DPD IWO Indonesia Kabupaten Sukabumi meminta:
1. *Pertamina dan Hiswana Migas* segera memeriksa SPBU tersebut terkait standar operasional pelayanan dan dugaan penyimpangan penyaluran BBM bersubsidi.
2. *Aparat Penegak Hukum (APH)* untuk turun menindaklanjuti laporan masyarakat agar tidak terjadi penyalahgunaan BBM bersubsidi yang merugikan negara dan masyarakat luas.
3. *Pengelola SPBU* memberikan klarifikasi terbuka kepada publik terkait insiden tersebut.
“Kami menerima laporan langsung dari korban.

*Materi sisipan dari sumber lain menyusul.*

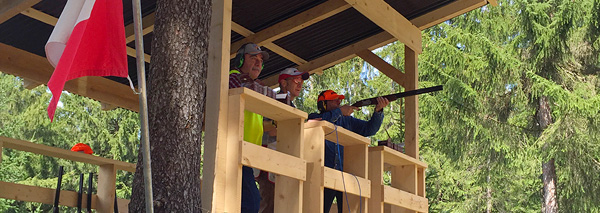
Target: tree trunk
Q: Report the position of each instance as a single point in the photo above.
(550, 204)
(549, 177)
(176, 98)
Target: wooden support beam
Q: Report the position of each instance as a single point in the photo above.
(37, 69)
(314, 153)
(217, 85)
(295, 23)
(447, 12)
(319, 64)
(404, 199)
(147, 27)
(269, 160)
(411, 103)
(41, 149)
(333, 179)
(107, 178)
(11, 8)
(267, 107)
(390, 20)
(376, 177)
(20, 192)
(290, 140)
(387, 69)
(273, 47)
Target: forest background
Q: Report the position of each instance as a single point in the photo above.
(520, 95)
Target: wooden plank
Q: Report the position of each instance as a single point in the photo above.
(27, 193)
(411, 103)
(333, 179)
(266, 106)
(404, 199)
(338, 56)
(404, 178)
(421, 182)
(295, 23)
(11, 8)
(147, 27)
(355, 162)
(387, 69)
(217, 85)
(447, 12)
(314, 153)
(273, 47)
(345, 137)
(290, 140)
(107, 178)
(40, 16)
(376, 177)
(273, 161)
(64, 154)
(233, 168)
(396, 158)
(390, 20)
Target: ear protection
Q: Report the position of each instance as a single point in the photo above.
(322, 106)
(239, 57)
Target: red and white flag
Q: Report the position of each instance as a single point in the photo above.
(88, 40)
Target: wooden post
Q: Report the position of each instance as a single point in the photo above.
(217, 85)
(358, 167)
(376, 176)
(314, 153)
(404, 178)
(411, 137)
(233, 166)
(107, 178)
(288, 191)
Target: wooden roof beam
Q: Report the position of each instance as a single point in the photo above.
(293, 24)
(11, 8)
(147, 27)
(37, 69)
(273, 47)
(447, 12)
(387, 69)
(386, 17)
(338, 56)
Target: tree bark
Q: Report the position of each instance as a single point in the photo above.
(550, 204)
(176, 98)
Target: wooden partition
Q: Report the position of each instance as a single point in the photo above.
(407, 190)
(103, 201)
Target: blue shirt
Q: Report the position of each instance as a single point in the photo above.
(358, 126)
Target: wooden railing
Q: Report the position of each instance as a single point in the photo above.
(298, 161)
(103, 201)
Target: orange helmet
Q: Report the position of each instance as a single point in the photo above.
(80, 147)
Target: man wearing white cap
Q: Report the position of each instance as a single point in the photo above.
(290, 83)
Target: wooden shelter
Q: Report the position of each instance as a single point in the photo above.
(310, 35)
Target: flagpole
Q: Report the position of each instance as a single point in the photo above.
(141, 72)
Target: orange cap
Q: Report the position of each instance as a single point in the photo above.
(329, 95)
(80, 147)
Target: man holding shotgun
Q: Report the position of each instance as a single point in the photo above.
(330, 110)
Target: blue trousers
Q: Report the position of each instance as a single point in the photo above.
(250, 194)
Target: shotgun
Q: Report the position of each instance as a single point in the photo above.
(393, 97)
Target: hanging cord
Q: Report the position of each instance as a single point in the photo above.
(338, 153)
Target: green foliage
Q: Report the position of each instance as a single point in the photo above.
(111, 134)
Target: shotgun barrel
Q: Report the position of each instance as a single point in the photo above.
(393, 97)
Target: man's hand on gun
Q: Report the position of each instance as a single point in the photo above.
(381, 103)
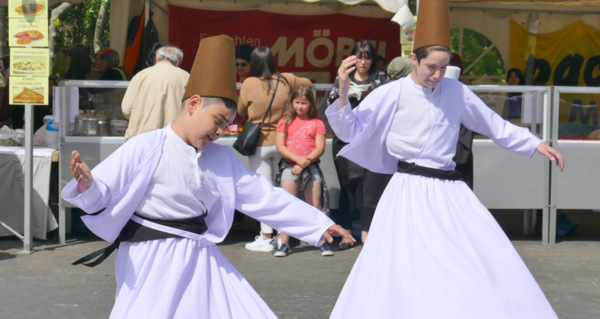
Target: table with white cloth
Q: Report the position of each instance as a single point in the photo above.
(12, 191)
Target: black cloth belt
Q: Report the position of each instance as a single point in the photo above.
(136, 232)
(414, 169)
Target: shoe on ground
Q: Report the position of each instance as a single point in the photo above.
(260, 244)
(325, 250)
(282, 251)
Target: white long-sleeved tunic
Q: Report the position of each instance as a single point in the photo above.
(185, 277)
(433, 251)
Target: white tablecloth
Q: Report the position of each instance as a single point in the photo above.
(12, 194)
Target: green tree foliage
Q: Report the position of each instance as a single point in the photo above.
(76, 27)
(474, 44)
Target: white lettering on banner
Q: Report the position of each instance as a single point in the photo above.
(310, 52)
(283, 54)
(254, 42)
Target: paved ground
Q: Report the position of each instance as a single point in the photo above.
(303, 285)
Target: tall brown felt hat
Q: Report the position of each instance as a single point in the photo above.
(433, 27)
(213, 72)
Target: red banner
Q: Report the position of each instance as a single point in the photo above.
(310, 46)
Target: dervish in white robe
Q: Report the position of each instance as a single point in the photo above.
(433, 251)
(157, 175)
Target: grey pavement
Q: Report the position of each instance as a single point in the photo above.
(303, 285)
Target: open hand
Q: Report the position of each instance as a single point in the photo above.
(81, 172)
(552, 154)
(337, 230)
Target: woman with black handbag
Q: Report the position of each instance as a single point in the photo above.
(263, 98)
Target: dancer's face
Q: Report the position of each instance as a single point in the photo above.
(431, 69)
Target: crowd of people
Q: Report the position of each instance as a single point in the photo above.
(169, 194)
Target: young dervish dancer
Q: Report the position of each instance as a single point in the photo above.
(168, 197)
(434, 251)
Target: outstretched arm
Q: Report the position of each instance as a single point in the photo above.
(551, 154)
(81, 172)
(347, 66)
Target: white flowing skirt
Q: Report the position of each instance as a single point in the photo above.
(176, 278)
(434, 251)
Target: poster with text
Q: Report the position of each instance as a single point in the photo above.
(311, 46)
(28, 90)
(34, 62)
(28, 9)
(23, 33)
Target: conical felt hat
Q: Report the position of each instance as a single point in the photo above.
(432, 27)
(213, 72)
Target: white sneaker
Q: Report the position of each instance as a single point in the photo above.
(260, 244)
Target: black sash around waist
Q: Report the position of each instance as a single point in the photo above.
(136, 232)
(414, 169)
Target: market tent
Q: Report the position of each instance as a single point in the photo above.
(488, 17)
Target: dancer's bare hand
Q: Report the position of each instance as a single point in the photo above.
(347, 66)
(552, 154)
(337, 230)
(81, 172)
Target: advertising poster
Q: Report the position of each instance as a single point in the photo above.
(25, 33)
(311, 46)
(27, 9)
(28, 90)
(33, 62)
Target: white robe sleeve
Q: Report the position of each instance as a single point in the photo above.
(480, 118)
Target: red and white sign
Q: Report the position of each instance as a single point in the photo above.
(311, 46)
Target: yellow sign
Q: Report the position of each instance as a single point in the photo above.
(34, 62)
(28, 90)
(23, 33)
(29, 9)
(569, 57)
(407, 39)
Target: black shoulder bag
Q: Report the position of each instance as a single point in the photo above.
(248, 139)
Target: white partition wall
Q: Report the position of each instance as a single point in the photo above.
(574, 125)
(506, 180)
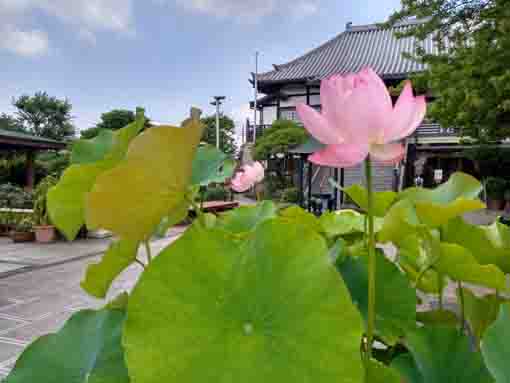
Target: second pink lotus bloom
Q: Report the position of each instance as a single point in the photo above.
(358, 119)
(247, 177)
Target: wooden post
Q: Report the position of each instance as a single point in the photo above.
(30, 170)
(310, 175)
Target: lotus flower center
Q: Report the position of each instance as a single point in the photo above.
(248, 328)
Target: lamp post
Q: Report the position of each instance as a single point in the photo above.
(217, 102)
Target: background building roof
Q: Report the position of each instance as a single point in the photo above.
(12, 140)
(350, 51)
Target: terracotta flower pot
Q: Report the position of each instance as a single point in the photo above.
(45, 234)
(22, 236)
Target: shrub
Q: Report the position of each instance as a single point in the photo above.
(215, 193)
(495, 187)
(40, 198)
(290, 195)
(14, 197)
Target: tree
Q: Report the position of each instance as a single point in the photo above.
(114, 120)
(10, 123)
(469, 77)
(227, 133)
(279, 138)
(45, 116)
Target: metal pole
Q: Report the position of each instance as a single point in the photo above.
(256, 86)
(217, 124)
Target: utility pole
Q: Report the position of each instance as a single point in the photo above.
(256, 92)
(217, 102)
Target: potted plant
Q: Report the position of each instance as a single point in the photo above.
(23, 231)
(44, 231)
(495, 188)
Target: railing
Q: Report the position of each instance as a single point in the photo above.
(435, 130)
(424, 131)
(249, 131)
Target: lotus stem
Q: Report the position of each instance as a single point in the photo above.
(462, 307)
(148, 250)
(371, 260)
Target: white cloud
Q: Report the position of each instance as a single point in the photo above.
(87, 16)
(251, 9)
(24, 43)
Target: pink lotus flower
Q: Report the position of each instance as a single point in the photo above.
(358, 119)
(247, 177)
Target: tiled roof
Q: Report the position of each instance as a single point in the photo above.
(350, 51)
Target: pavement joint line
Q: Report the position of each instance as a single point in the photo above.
(13, 341)
(34, 267)
(14, 318)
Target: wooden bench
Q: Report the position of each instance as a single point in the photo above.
(216, 207)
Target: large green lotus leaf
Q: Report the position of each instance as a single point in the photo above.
(488, 244)
(404, 363)
(87, 349)
(246, 218)
(342, 222)
(299, 216)
(400, 221)
(132, 198)
(496, 346)
(85, 151)
(211, 165)
(414, 260)
(380, 373)
(395, 298)
(268, 309)
(66, 205)
(460, 265)
(66, 200)
(480, 312)
(455, 197)
(437, 317)
(443, 354)
(382, 200)
(99, 276)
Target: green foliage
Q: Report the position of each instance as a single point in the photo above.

Kalau benar ada praktik seperti ini, maka APH harus bertindak tegas. BBM subsidi diperuntukkan untuk masyarakat yang berhak, bukan untuk disalahgunakan,” tegas Heriyadi, Ketua IWO Indonesia DPD Kabupaten Sukabumi.
Hingga berita ini diturunkan, belum ada keterangan resmi dari pihak SPBU dan Pertamina MOR III. ( Red )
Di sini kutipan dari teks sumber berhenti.